On November 26, 2013, the Company entered into a Purchase and Sale Agreement for the acquisition of producing oil properties in the Nipisi area of north central Alberta, for a cash consideration of $12.1 million, prior to closing adjustments and any exercise by third parties of preferential rights of purchase. The proposed acquisition is comprised of an approximate 88% working interest in 5,920 gross developed acres of land, including infrastructure and 17 producing oil wells, producing approximately 400 boe/d (94% light oil) net to the Company. Anterra intends to fund the acquisition with cash on hand and existing credit facilities. The vendor is a publicly‐traded intermediate Canadian producer of oil and natural gas. The acquisition is effective as of August 1, 2013 and is expected to close on or before December 20, 2013, subject to satisfaction of customary closing conditions.
“This acquisition is consistent with our objective to build our production and reserve base in Western Canada and will almost double our current production,” stated Dr. Gang Fang, CEO of Anterra. “Looking ahead, we continue to evaluate opportunities to further expand our asset base, increase our production
and add to our inventory of development opportunities.”
In addition to stable low decline production, the Nipisi property provides Anterra with development opportunities through modification of the existing waterflood program and potentially following‐up on an encouraging microbial enhanced oil recovery (“MEOR”) pilot scheme initiated by the vendor.
About Anterra Energy Inc.
Anterra is an independent oil focused junior exploration and production company with an expanding presence in the Western Canadian Sedimentary Basin. The Company is actively engaged in the acquisition, development and production of oil and natural gas complemented by the operation of feebased midstream facilities. The Company is a public Canadian company listed on the TSXV under the symbol “AE.A” and traded on the OTCQX International under the symbol “ATERF”. Additional information is available on the Company’s website at www.anterraenergy.com.
For further information, please contact:
Chief Executive Officer
Telephone: (403) 215‐2383
Facsimile: (403) 261‐6601
Owen C. Pinnell
Telephone: (403) 215‐2427
Facsimile: (403) 261‐6601
Neither the TSX Venture Exchange nor its Regulation Services Provider (as that term is defined in the policies of the TSX Venture Exchange) accepts responsibility for the adequacy or accuracy of this release.
This News Release contains forward‐looking statements or information (collectively referred to herein as “forward‐looking statements”) regarding the anticipated benefits of the proposed acquisition to Anterra and the anticipated timing of closing the acquisition. This News Release also contains forward‐looking statements regarding development opportunities through modification of the waterflood program and MEOR potential.

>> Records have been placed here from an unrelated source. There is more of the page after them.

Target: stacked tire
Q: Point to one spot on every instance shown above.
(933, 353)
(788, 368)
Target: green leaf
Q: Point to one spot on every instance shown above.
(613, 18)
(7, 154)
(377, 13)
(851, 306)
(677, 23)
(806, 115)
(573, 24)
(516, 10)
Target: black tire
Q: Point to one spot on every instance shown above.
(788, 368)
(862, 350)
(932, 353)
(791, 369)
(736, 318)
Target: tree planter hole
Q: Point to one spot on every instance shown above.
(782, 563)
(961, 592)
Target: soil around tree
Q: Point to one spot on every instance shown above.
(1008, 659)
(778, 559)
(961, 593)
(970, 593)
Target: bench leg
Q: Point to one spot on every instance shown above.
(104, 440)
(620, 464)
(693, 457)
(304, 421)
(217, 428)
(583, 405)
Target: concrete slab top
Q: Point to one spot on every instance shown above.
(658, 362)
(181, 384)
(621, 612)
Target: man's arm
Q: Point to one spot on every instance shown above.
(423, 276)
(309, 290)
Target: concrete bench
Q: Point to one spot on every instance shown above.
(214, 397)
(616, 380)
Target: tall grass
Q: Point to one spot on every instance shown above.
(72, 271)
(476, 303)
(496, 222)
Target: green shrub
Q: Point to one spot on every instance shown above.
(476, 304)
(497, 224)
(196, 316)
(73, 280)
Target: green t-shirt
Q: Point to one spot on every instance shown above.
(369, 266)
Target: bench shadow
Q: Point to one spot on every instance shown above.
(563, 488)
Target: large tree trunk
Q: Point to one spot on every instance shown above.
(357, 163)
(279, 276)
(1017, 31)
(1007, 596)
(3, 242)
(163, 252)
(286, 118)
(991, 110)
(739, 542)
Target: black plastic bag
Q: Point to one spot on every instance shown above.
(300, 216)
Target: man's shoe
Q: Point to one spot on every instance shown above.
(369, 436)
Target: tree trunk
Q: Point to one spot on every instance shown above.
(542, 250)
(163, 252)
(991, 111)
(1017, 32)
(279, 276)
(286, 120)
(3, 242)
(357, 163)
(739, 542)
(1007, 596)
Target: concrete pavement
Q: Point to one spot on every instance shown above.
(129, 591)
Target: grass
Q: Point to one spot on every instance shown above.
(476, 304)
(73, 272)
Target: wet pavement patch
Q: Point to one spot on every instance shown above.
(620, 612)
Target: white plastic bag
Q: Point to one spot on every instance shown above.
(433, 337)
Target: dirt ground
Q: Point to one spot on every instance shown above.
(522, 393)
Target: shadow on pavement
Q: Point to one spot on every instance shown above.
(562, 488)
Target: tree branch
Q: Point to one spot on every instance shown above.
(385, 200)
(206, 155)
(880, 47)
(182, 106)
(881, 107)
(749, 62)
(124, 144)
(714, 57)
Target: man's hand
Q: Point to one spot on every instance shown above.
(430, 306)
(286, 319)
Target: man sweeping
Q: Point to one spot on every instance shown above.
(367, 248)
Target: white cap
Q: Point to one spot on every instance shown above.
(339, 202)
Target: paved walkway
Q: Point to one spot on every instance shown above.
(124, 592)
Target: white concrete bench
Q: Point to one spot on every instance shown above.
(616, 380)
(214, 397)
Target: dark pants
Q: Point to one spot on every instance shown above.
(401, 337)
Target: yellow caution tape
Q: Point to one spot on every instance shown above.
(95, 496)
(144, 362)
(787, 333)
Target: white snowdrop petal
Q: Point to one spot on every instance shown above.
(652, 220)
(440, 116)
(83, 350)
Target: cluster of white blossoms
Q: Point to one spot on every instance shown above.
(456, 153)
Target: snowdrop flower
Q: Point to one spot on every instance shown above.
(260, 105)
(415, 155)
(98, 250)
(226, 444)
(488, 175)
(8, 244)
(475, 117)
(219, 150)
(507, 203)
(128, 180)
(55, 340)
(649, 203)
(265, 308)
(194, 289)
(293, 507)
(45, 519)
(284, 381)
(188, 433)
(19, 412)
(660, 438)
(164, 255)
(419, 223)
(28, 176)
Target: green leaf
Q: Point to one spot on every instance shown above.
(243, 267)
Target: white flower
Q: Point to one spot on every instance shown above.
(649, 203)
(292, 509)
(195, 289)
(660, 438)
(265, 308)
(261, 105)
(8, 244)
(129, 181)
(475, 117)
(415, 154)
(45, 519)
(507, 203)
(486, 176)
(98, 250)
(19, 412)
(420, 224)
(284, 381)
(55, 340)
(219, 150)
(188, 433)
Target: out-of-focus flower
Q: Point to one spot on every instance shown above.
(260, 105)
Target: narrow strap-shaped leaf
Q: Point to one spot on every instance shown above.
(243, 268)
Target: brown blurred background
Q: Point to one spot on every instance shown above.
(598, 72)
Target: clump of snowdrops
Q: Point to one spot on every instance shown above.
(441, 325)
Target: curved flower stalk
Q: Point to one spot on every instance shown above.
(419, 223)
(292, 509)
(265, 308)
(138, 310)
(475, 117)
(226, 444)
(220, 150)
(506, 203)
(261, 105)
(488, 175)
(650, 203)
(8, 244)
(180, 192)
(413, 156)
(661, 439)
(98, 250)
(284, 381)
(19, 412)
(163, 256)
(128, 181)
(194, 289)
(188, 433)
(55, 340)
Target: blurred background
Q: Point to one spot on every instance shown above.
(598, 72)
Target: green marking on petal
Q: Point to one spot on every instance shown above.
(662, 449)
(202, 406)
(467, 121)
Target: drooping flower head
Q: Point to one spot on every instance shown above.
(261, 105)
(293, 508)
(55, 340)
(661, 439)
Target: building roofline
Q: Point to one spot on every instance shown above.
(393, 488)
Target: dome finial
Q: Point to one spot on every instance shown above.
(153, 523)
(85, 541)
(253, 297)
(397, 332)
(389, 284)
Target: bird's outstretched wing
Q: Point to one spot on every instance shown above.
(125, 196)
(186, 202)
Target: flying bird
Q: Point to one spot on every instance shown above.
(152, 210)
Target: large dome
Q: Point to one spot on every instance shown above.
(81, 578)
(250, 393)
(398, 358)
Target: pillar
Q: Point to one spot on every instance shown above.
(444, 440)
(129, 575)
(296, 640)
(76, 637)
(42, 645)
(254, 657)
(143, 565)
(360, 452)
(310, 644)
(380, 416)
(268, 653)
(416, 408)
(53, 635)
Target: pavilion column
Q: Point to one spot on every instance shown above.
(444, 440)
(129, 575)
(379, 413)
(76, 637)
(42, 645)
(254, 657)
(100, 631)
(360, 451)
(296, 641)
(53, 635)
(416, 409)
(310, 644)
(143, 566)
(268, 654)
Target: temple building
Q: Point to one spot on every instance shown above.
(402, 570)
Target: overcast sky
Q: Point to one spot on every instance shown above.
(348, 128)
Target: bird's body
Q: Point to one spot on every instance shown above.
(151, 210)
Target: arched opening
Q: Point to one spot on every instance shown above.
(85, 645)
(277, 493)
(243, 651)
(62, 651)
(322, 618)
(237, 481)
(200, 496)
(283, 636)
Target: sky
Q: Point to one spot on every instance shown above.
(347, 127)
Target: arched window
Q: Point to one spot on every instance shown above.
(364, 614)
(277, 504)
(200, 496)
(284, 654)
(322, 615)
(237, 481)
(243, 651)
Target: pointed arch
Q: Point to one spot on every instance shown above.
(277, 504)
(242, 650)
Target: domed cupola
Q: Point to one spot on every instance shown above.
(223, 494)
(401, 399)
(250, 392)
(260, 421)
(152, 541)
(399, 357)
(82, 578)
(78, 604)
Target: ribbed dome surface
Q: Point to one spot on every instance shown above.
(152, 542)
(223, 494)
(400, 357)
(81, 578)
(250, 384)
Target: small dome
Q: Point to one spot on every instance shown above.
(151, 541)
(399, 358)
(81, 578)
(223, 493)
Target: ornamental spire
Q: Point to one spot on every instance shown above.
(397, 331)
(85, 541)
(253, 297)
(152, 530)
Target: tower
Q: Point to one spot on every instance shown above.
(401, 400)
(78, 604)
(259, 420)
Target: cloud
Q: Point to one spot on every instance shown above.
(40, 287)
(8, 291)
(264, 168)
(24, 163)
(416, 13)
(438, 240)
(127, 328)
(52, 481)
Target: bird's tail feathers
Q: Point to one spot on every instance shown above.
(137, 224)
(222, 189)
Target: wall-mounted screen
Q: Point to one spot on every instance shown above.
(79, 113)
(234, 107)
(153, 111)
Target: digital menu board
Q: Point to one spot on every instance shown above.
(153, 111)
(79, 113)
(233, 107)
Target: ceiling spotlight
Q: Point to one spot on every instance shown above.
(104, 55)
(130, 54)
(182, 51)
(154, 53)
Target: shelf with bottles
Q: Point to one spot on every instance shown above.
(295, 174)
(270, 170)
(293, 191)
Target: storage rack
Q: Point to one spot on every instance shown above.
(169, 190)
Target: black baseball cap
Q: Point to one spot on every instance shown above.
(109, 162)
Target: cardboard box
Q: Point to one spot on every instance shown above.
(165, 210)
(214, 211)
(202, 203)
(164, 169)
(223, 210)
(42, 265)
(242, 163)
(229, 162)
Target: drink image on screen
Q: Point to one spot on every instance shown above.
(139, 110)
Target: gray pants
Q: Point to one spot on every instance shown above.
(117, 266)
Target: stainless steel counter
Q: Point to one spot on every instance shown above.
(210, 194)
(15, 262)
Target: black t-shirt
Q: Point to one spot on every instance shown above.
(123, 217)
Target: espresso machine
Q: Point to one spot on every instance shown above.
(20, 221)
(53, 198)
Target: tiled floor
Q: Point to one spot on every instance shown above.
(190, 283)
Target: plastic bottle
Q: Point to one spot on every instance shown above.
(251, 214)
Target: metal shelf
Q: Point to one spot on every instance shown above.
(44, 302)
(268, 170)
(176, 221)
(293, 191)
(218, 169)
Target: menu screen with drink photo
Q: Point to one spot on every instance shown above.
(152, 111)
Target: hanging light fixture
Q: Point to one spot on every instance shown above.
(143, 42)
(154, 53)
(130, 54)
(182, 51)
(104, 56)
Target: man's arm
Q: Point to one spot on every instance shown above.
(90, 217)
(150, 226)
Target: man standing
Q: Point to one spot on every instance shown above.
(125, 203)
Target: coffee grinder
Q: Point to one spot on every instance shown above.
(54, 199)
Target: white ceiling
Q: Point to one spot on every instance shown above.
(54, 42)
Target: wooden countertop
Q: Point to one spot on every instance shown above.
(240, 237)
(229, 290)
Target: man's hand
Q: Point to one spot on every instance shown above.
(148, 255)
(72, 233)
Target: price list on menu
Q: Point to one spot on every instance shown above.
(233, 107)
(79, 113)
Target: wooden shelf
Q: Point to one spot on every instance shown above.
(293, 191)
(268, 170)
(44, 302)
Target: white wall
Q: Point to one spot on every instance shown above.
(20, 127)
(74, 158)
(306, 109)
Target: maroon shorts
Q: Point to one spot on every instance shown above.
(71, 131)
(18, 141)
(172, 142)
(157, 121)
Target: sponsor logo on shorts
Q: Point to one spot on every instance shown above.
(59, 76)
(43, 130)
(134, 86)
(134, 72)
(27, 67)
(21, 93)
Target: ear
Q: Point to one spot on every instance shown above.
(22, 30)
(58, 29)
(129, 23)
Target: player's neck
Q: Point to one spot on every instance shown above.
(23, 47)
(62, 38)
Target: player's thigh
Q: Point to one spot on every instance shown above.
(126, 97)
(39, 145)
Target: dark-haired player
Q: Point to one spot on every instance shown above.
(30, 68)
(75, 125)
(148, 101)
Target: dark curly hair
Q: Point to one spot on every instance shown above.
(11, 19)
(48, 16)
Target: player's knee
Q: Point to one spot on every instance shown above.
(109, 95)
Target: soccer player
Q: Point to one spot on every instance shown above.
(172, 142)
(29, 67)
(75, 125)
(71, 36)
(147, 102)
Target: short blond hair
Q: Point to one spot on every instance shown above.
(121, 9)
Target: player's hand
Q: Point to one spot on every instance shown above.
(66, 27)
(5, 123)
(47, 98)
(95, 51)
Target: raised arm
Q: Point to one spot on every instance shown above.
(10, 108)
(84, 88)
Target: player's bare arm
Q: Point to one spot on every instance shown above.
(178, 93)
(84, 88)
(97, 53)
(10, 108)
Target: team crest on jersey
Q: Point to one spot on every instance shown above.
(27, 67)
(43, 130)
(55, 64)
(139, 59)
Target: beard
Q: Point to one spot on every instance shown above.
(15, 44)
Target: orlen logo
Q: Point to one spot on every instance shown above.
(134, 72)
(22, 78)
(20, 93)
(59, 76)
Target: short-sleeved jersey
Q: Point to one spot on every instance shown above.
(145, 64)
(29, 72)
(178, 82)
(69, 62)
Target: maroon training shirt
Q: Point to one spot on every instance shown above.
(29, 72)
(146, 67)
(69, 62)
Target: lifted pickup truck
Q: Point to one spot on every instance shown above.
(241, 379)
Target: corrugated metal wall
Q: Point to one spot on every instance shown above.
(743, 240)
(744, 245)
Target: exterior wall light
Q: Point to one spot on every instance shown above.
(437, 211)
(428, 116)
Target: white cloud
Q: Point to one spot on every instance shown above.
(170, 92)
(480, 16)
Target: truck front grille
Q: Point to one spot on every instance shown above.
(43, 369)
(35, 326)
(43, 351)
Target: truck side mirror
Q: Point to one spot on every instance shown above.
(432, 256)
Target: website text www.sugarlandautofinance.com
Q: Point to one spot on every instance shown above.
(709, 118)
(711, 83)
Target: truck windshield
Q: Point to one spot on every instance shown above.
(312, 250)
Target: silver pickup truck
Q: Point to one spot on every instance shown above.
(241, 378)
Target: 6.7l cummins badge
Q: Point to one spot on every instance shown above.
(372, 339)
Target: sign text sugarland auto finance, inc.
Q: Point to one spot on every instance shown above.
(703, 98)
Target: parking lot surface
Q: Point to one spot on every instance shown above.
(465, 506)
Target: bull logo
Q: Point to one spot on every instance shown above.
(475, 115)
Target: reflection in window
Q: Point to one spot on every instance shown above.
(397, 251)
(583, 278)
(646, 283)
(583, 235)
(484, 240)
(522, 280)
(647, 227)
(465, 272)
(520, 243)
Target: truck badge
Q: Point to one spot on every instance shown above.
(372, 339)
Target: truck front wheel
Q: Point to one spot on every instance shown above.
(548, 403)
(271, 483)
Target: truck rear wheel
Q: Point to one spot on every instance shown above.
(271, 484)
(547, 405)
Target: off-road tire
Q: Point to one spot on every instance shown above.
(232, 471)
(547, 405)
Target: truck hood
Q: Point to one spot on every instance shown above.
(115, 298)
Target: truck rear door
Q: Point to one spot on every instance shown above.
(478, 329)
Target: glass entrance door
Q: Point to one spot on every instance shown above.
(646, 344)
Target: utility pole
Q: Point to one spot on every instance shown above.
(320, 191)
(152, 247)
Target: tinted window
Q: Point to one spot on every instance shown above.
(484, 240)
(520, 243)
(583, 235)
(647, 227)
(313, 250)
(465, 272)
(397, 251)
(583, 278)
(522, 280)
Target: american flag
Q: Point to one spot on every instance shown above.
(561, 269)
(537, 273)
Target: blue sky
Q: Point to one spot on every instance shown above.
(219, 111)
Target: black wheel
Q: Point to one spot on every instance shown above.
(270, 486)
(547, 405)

The forward‐looking statements contained in this News Release are based on Anterra management’s current beliefs as well as assumptions made by, and information currently available to, Anterra management concerning anticipated business conditions.
Forward‐looking statements are not guarantees of future performance and the reader should not place undue reliance on these forward‐looking statements as there can be no assurances that the assumptions, plans, initiatives or expectations upon which they are based will occur. In addition, the forward‐looking statements are subject to known and unknown risks, uncertainties and other factors that could cause the actual results, performance or achievements of the Company to be materially different from any future results, performance or achievements expressed or implied by forward‐looking statements. Such factors include, among others: general economic and business conditions; the price of and demand for oil and natural gas and their effect on the economics of oil and gas exploration; actions by governmental authorities; and, changes in government regulations and the expenditures required to comply with them (including, but not limited to, the changes in taxes or the royalty or other share of production taken by governmental authorities). Should one or more of these risks or uncertainties materialize, or should any of the Company’s assumptions prove incorrect, actual results may vary in material respects from those projected in the forward‐looking statements. Readers are cautioned that the foregoing list of risks, uncertainties and other factors is not exhaustive. Unpredictable or unknown factors not discussed could also have material adverse effects on forward‐looking statements. The impact of any one factor on a particular forward‐looking statement is not determinable with certainty as such factors are dependent on other factors, and the Company’s course of action would depend on its assessment of the future considering all information then available. All forward‐looking statements in this News Release are expressly qualified in their entirety by these cautionary statements. Except as required by law, the Company assumes no obligation to update forwardlooking
statements should circumstances or management’s estimates or opinions change.
Certain natural gas volumes have been converted to barrels of oil equivalent (“boe”) using six thousand cubic feet (“mcf”) of gas equal to one barrel (“bbl”) of oil unless otherwise stated. This conversion ratio is based on an energy equivalency conversion method primarily applicable at the burner tip and does not represent a value equivalency at the wellhead. Such disclosure of boes may be misleading, particularly if used in isolation.